The year is 1997. My 14yr old self had demolished Super Mario 64, gathering all 120 stars and finding Yoshi, and was looking for a new challenge. This is where Star Fox 64 came in. A flight combat game, it featured amazing graphics, epic battles and an odd device called a ‘Rumble Pak’ (surely that’ll never catch on?). In short it was yet another reason why there were no regrets for purchasing an N64 over a PlayStation.
The news of a 3DS remake left me with mixed reactions. On one hand I was thrilled at the thought of being able to once again take control of Fox McCloud, blasting through the Lylat System, but there’s always the niggling worry that perhaps those “epic battles” weren’t actually that epic, and the whole thing would tarnish the memory of a much loved franchise. Well, let’s find out.
For those who missed out on the N64 experience (shame on you) the game puts you in the boots of Fox McCloud, leader of the Star Fox team and Arwing starfighter pilot extraordinaire. Whilst cruising through space (as one does) Fox receives an urgent message asking for assistance; his old enemy, Andross, has declared war on the Lylat System.
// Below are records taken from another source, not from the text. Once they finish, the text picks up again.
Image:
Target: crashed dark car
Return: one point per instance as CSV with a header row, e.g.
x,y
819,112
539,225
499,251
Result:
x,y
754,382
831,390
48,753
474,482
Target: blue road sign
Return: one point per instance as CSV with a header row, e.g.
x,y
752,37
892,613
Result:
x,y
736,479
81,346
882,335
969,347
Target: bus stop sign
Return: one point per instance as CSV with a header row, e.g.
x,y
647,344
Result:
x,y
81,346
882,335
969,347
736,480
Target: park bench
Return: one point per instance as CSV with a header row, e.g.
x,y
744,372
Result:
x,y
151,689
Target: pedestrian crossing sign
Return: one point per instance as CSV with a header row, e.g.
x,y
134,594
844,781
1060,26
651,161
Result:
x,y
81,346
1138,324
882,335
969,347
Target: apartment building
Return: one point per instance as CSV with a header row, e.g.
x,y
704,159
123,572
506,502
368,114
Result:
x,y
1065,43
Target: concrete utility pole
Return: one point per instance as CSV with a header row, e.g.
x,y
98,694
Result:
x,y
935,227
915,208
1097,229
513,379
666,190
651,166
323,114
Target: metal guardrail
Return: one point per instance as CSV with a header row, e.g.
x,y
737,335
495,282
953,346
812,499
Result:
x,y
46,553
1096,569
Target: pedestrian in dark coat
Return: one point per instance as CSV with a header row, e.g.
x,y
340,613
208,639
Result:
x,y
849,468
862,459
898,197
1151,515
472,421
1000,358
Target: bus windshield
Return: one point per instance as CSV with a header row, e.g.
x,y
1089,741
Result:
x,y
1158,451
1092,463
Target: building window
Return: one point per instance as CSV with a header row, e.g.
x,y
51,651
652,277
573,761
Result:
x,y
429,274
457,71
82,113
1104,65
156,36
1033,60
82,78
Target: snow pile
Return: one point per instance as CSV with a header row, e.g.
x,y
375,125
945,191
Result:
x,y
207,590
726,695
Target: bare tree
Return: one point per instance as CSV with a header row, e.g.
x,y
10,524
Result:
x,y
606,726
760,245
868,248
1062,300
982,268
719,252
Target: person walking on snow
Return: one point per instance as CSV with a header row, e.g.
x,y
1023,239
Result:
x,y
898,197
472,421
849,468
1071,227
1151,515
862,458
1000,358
As old school stories go it is serviceable, providing a nice transition from level to level, just don’t go expecting an in-depth masterpiece.
The first thing fans of the original will notice is just how nice everything looks. Whilst some textures betray the game’s N64 origin, for the most part the upgrade has been well worth it, with levels such as Zoness looking spectacular. The 3D has been done well too; never particularly strong, but very effective in certain situations such as enemies appearing behind you, and when you do a U-turn.
Another new feature for the 3DS version of the game is gyro controls. This has been plugged heavily by Nintendo, and it allows you to pilot the Arwing by tilting the 3DS. In all honesty I wasn’t overly keen on using the gyro, even with the special 3DS mode that apparently balances the game to take the controls into account. With that in mind I headed into the N64 mode.
This mode uses the Circle Pad control scheme, and it’s pleasing to report that it’s as smooth as silk and an absolute joy to use. In no time I was flinging the Arwing all over the place, doing barrel rolls, U-turns, loops and tight left/right turns.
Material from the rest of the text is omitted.